The guidelines are also quite clear in their suggestion against hormonal monitoring of glucocorticoid replacement and instead favor adjusting treatment based only on clinical response.
“This is a very important suggestion that we made because often clinicians use ACTH to adjust doses and this commonly results in overreplacement and there are side effects to overreplacement,” including weight gain, insomnia, and peripheral edema, Dr. Merke said.
A second systematic review commissioned by the task force involving 15 observational studies of glucocorticoid replacement regimens uncovered very sparse data on mortality, bone density, and incidence of adrenal crisis.

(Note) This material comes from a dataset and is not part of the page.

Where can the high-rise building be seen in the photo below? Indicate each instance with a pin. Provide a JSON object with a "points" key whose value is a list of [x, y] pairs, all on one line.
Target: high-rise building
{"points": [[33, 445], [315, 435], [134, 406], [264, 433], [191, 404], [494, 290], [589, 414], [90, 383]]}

It has been suggested that newer extended-release and dual-release glucocorticoid formulations may result in higher health-reality quality of life than once-, twice-, or thrice-daily regimens, but once again, the evidence was insufficient to support a specific recommendation.
Dr. Merke acknowledged that many of the guidelines recommendations were ungraded or best practices, reflecting the lack of randomized clinical trials in PAI.
“I think that’s why it was so important for us to do this,” she said. “We had a group of experts that were very familiar with this disease providing guidance, but I think it’s also one reason why physicians out there in practice get confused about exactly what to do because of the lack of hard evidence. ... It does certainly cry for the need for more studies in these rare diseases.”
The guidelines were funded by the Endocrine Society, and the authors reported receiving no external funding or remuneration.